Barnet borough commander Adrian Usher said that if it could be proved that the rally was “motivated by antisemitism, then that is clearly against the law and we will take robust action.”

He was responding to calls from the community that the rally, promoted by far-right group New Dawn as an attack on “Jewish privilege”, should be banned. It is due to take place on July 4, a Shabbat .

As the demonstration will be static, it cannot be banned unless it is proven to be antisemitic. It is understood that a radical move to prohibit all protests in the borough for a month would be a last resort. The measure has only been used once before, ahead of the funeral of fusilier Lee Rigby.

Jewish grassroots group the Campaign Against Antisemitism is proposing to hold its own counter-protest, and has attracted support from over 1,400 people.

Using the slogan “They Shall not Pass” — an echo of the Jewish struggle against anti-fascists at the Battle of Cable Street in 1936 — CAA has urged the community to “stand united” against a “neo-Nazi demonstration”.

Chief Superintendent Usher urged Jews not to overreact. He said: “I need the community to be calm and consider their response on hard facts. I appreciate it’s a highly emotive issue, but the law does not consider emotion, merely fact.”

A CAA spokeman said: “It is outrageous that in 2015, neo-Nazis are being allowed to hold a demonstration in Golders Green on a Saturday when their sole purpose is to intimidate and incite.
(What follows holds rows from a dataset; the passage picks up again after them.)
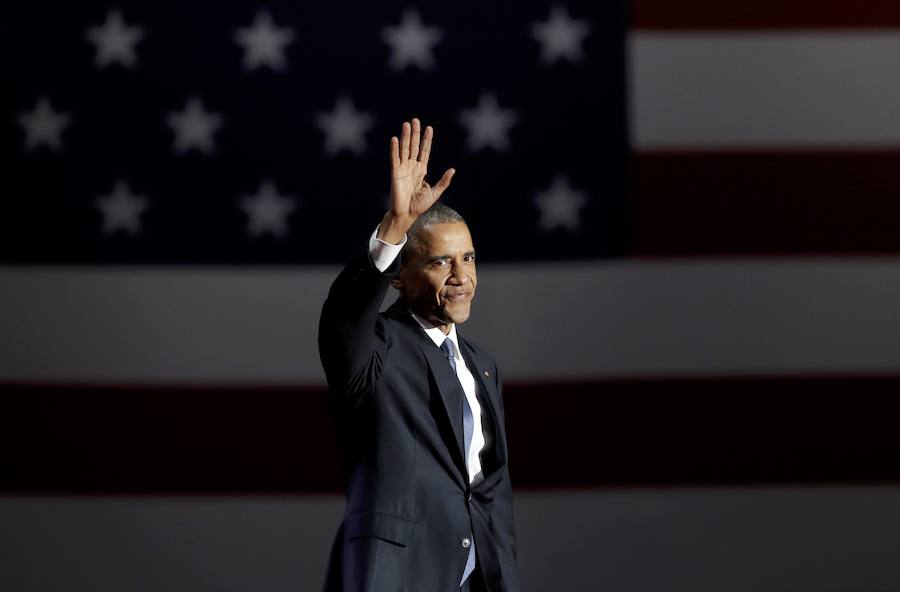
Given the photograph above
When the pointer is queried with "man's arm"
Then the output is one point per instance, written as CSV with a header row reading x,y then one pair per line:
x,y
352,344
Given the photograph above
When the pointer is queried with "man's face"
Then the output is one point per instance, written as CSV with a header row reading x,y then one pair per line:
x,y
437,280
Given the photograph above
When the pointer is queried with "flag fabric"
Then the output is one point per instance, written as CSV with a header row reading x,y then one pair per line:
x,y
700,199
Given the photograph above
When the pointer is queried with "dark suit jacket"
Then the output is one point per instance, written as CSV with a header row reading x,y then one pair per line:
x,y
409,504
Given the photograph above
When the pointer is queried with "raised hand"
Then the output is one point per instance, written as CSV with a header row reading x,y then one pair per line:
x,y
411,194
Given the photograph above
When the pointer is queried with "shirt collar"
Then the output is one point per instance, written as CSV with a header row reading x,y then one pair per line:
x,y
436,335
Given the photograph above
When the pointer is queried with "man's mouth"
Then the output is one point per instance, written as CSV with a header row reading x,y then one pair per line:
x,y
457,296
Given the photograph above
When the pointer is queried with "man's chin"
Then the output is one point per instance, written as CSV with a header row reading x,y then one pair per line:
x,y
455,315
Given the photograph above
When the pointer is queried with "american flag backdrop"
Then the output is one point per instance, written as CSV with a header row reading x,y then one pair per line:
x,y
687,216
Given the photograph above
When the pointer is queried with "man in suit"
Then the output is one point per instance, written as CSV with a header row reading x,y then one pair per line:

“We were promised zero tolerance but just weeks after the election, neo-Nazis are planning a bare-faced racist rally under police protection. We have been working hard to get the police to impose section 14 of the Public Order Act but so far our request has been ignored”.
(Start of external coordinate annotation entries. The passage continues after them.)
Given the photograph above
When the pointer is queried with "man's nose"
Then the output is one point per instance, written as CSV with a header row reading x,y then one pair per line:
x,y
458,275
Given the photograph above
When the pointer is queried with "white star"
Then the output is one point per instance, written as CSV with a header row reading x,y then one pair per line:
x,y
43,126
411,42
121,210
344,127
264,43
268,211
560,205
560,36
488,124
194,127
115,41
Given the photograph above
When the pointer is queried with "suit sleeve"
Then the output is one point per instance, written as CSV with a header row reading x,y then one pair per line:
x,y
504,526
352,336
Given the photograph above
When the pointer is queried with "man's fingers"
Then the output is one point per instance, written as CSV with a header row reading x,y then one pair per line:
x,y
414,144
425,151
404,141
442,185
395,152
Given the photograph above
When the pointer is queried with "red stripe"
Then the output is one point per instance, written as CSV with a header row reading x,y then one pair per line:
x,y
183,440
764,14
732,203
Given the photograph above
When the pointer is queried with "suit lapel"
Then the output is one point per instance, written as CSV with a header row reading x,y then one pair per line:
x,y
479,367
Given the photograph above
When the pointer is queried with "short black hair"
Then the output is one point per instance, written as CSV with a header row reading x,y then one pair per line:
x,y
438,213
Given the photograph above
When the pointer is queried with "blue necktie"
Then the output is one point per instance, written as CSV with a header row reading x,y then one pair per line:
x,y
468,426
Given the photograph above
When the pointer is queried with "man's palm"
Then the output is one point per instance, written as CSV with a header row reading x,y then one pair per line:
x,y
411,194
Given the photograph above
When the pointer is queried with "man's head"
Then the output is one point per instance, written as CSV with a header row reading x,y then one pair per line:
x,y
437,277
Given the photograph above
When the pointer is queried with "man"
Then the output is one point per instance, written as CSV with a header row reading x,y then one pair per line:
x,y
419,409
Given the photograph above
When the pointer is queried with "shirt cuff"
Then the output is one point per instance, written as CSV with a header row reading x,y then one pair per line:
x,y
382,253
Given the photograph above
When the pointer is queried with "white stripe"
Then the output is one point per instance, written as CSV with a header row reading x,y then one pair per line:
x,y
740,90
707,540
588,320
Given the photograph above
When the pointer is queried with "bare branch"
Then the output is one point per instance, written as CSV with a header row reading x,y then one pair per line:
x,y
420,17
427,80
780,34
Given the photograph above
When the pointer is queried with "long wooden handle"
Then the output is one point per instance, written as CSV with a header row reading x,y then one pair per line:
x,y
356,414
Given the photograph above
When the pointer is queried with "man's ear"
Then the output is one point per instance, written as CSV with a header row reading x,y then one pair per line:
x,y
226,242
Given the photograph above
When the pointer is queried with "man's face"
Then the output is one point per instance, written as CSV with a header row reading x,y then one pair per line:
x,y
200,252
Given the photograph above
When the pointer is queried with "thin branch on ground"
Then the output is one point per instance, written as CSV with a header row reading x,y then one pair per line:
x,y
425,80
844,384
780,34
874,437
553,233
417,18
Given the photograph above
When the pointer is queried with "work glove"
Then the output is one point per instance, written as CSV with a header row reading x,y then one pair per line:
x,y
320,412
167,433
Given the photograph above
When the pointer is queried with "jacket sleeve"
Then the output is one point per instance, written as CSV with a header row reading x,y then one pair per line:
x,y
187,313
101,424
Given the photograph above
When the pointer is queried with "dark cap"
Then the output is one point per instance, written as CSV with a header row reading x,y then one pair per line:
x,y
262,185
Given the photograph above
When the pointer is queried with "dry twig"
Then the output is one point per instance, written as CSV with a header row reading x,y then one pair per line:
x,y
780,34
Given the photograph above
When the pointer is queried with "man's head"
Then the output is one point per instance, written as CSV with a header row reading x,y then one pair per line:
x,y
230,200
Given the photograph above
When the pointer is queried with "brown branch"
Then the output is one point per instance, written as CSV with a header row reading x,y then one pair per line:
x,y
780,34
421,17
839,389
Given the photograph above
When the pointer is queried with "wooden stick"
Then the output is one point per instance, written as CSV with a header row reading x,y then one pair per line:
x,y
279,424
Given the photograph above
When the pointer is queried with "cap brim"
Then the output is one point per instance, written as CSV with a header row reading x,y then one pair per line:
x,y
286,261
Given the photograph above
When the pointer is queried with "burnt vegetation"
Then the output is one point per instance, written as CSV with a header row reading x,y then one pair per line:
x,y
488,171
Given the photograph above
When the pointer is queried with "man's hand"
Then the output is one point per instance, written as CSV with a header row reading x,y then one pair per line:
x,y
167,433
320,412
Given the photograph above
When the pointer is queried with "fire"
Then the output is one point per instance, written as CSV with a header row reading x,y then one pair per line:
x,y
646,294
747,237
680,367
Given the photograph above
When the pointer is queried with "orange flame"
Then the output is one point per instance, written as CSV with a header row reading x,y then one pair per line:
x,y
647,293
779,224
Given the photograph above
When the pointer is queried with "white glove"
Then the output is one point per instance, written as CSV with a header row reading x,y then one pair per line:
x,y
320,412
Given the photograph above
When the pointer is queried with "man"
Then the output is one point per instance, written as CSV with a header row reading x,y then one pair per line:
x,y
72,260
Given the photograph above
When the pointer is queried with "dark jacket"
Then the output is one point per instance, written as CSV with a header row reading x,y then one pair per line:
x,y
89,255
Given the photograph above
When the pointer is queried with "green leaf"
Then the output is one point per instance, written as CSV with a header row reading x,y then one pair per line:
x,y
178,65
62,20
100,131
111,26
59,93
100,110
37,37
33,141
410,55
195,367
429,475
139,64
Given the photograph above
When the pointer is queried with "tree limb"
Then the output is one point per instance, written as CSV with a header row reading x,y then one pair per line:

The Board of Deputies and the Community Security Trust have backed the CAA protest. Newly elected Board president Jonathan Arkush said: “It is explicitly antisemitic to talk about Jewish privilege and as such it is totally unacceptable and it must be and it will be resisted to the finish by our community.

“I don’t think we can or should ignore it even if it is a pathetic collection of old men from another discredited age. The Jewish community must show its united determination, and not only the Jewish community, but all elements of society, should show their utter contempt for these people.

“So that means that we absolutely will need to demonstrate physically our total opposition and repugnance.”

Mark Gardner, CST’s director of communications, said: “Counter-protests may raise controversy, but the moral and political need to oppose neo-Nazis in Jewish areas is clear.

“This is an opportunity for Jews and non-Jews to stand firmly against antisemitism, whether by counter-protest or any other means.”

An example of “Jewish privilege", according to the New Dawn website, is the neighbourhood watch group Shomrim, which is described as the community's "own Police force”.

Shomrim chief executive Gary Ost said: “We are not a police force. We work very closely with the Metropolitan Police to assist with reducing criminal activity in our operational areas.

“Shomrim is being used as an excuse for those who may wish to incite racial hatred and their antisemitic views.”